Димка, хлопнув дверью, ушел в ночь. Больше я не видел его — его убили той же ночью. Никто не спешил делиться со мной подробностями, как я не пытался узнать хоть что-то. Лишь на каком-то заштатном сайте были выложены подробности: Димон тоже лишился рук и мужского достоинства. Я пытался выкупить у администрации сайта фото, но вскоре они перестали отвечать на мои звонки и письма.

Еще месяц я провел в психушке. На какое-то время из-за их препаратов я прекратил осознавать себя, мне начало казаться, что демоницы Анжелы вовсе не существует, а все, что случилось с Андреем и Димкой — несчастный случай, как и до этого с Лехой. Но потом в мое окно все чаще стала заглядывать луна, и я стал вспоминать. Теперь меня преследовал не только ангельский голос, но и запах. Я точно знал, чем она пахла: вожделением, патокой и кровью.
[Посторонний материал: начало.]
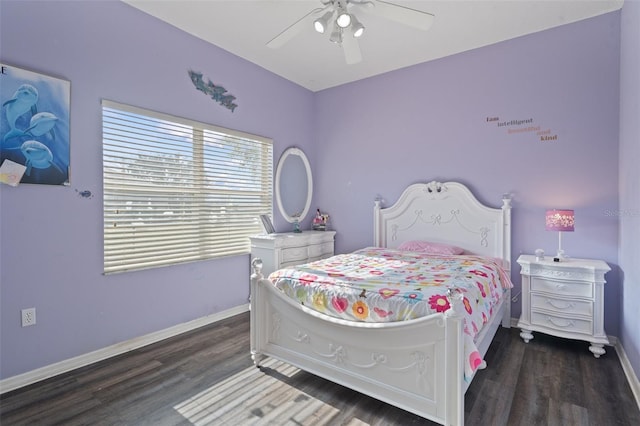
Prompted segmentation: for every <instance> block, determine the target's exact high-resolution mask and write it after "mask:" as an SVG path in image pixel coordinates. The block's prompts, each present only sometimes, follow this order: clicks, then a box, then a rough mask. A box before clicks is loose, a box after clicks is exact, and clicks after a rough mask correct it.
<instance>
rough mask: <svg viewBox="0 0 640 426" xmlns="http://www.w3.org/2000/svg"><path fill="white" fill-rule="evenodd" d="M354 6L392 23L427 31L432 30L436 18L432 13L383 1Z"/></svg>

Когда меня, наконец, выпустили, я узнал, что Володька и Тема тоже сыграли в ящик. Сколько не силился я найти подробности, ничего выяснить мне так и не удалось. Я искал жадно, по всем сайтам, спрашивал у знакомых, нашел все упоминания смертей всех четверых в интернете и распечатал их, сложил в одну папку и больше не расставался с ними ни на миг. С работы меня уволили, из квартиры выселили, а к родителям я возвращаться отчаянно не хотел.

Уже полгода я прятался по гостиницам. Подходили к концу запасы денег, машину пришлось продать: я пил все больше и больше, трезвым было совершенно невыносимо, да и прав меня лишили из-за диагноза. Теперь я сидел в своем номере в маленьком городишке и пялился в окно. Я жадно всматривался в прохожих со смесью страха, ненависти и вожделения. Я прекрасно знал: покажись она на горизонте, помани меня своей прекрасной рукой, изогни полные соблазнительные губы в манящей улыбке — и я побегу за ней на край света.

И теперь всякий раз надежда переполняла мое сердце, когда я видел кого-то хотя бы отдаленно похожего на нее. Когда это чувство становилось совсем нестерпимым, было ясно — пора менять место. Сейчас оно вновь усиливалось. До шума в ушах, до дрожи в руках. Я вспоминал ее, вспоминал, как погибли остальные — и боялся. И завидовал. Жаждал разделить эту участь. Просыпался по ночам от оргазма, слышал во сне ее голос, ее обещание. И хотел, чтобы она исполнила его.

Пора бежать. Бежать. Остатки звериного инстинкта, направленного на то, чтобы сохранить мою бессмысленную жизнь в бренном теле, сигнализировали об опасности — неотвратимой, непреложной. Она была рядом, я чуял это по ломоте в суставах, по жару в животе, по запаху, что ветер доносил до меня с улицы.

Я высунулся в окно. У помойки, на которую открывался вид из моего номера, стояла она. Она поймала мой взгляд и хищно улыбнулась. Я почти ощутил — она вся улыбалась, она была соткана из улыбки, она сама была ею.

Тихо, едва слышно заскрипели ступени. Потом — половицы. Ближе. Ближе. Пока не раздался стук в дверь.